NLTK - Processing Text Made Easy

The number one problem I have with stock quotes: it takes 2-3 extra clicks to figure out WHY the price moved for the day. Google/Yahoo/etc provide great single-stock pages that give news summaries, but when you open a ticker or phone widget, only the raw numbers are reported. If I'm going to make a quote bot, why not include some information and save people a search?

The good news, Google/Yahoo both give a by-ticker API of relevant news articles. The bad news, they yield 10-15 articles in the query. Furthermore, the data isn't particularly ranked/scored from the source. I could have gambled with first-article being the best, or stacked a publisher priority order, but all I wanted was:
Good news when the stock is up.  Bad news when the stock is down
NLTK to the rescue. I have wanted to try my hand at sentiment/language analysis since I saw a local talk on Analyzing P2P Lending Data. Putting headlines through the vader_lexicon tools did exactly what I wanted and was blazing fast.
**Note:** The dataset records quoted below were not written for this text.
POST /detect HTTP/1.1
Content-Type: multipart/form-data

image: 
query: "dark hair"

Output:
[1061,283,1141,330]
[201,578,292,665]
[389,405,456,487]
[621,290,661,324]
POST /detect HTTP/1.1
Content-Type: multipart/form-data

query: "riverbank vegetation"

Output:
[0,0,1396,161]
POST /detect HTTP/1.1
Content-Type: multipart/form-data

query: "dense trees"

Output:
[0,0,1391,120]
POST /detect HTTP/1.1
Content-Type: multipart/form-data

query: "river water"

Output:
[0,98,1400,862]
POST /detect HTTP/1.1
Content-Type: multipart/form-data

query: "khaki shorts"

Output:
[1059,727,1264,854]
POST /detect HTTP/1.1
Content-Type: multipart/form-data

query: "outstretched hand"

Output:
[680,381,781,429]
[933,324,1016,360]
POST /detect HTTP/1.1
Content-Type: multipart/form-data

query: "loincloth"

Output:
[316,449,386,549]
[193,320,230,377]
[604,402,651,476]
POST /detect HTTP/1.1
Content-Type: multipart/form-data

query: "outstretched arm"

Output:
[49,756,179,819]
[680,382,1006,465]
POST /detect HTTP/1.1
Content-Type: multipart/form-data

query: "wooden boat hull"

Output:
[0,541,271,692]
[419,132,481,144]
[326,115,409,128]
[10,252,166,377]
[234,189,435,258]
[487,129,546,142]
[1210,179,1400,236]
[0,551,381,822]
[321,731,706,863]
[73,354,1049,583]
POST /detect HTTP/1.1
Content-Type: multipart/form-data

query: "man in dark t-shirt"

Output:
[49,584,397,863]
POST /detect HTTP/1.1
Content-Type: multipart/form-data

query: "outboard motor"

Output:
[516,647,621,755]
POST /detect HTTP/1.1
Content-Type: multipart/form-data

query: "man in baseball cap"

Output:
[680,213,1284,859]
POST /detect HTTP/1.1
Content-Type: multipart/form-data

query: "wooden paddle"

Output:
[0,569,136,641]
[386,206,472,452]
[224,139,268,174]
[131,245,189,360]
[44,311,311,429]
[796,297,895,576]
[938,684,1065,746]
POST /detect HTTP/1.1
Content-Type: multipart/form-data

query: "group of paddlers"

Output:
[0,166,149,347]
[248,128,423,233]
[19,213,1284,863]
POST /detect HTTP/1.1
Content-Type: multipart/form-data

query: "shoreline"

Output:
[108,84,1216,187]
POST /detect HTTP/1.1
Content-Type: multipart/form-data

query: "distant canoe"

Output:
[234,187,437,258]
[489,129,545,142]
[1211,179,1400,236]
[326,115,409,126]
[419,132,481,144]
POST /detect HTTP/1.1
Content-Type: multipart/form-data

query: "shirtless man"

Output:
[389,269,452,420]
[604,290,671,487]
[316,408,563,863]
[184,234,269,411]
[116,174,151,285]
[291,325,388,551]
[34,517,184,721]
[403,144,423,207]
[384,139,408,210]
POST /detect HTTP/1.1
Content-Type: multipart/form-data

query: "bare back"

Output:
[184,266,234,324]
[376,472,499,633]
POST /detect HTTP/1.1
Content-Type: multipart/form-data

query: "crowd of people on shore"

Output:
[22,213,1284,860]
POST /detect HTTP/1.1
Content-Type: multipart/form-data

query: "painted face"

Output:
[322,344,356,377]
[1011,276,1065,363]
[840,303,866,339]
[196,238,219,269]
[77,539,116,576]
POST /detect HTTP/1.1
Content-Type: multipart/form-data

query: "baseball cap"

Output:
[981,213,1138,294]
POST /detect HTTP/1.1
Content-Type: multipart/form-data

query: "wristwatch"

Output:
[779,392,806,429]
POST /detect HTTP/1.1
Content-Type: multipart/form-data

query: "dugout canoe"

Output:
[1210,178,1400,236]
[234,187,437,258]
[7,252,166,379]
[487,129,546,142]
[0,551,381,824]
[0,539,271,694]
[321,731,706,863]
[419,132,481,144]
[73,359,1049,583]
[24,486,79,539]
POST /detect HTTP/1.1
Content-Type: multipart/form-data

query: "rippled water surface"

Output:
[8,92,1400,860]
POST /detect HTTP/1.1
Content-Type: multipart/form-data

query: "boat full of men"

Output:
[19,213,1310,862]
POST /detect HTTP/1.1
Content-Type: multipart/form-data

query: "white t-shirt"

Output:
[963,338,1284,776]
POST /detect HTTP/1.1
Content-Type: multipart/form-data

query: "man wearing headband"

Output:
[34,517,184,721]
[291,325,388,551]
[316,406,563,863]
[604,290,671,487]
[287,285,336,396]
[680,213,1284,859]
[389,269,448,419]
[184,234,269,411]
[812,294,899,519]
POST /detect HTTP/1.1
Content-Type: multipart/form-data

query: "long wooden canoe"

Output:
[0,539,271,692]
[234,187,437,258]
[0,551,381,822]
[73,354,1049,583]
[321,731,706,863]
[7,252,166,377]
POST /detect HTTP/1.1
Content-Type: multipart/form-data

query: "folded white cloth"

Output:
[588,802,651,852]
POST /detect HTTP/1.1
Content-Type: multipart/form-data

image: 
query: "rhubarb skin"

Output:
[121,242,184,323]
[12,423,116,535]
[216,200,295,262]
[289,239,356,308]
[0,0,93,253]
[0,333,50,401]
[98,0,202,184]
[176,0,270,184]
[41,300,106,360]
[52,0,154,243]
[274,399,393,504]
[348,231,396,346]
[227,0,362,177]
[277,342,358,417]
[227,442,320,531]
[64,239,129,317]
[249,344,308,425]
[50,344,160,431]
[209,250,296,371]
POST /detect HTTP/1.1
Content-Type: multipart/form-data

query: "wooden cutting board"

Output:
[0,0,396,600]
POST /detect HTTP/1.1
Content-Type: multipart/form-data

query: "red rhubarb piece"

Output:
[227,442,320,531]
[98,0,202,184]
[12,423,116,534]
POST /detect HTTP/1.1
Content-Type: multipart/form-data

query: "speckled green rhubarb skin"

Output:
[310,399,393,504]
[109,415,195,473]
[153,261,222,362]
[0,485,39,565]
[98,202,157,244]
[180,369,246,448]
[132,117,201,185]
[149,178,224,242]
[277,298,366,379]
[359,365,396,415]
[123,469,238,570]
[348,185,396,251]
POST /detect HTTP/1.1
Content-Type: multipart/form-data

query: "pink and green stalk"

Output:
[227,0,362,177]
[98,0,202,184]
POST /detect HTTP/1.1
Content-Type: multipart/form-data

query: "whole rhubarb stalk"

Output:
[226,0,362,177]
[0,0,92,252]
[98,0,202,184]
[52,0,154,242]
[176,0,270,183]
After playing with this quick demo of NLTK, I'm excited to expand this toolset.  If I can find the time, I'd very much like to write up a new discord bot for grading a community and highlighting troublemakers statistically rather than bluntly using block lists and word black-lists.

Let's See It!

I'm going to save the "how to get [stock] data" question for another blog.  There's a wide world of API's and support out there, and digging into them is worth a whole blog.  For the impatient, I used these two articles as a springboard to get started:
Though designing the bot language may require some creative design for EVE topics, standing up the bot should be easy.  I've been able to add functions at a uniquely fast pace (0.5-1d/feature) and standing up the whole bot took just a few evenings once I got through the roadblocks.  The libraries above are excellent tools to have in your tool box, and I'm excited to dig deeper into their functionality beyond the small `hello world` functions written so far!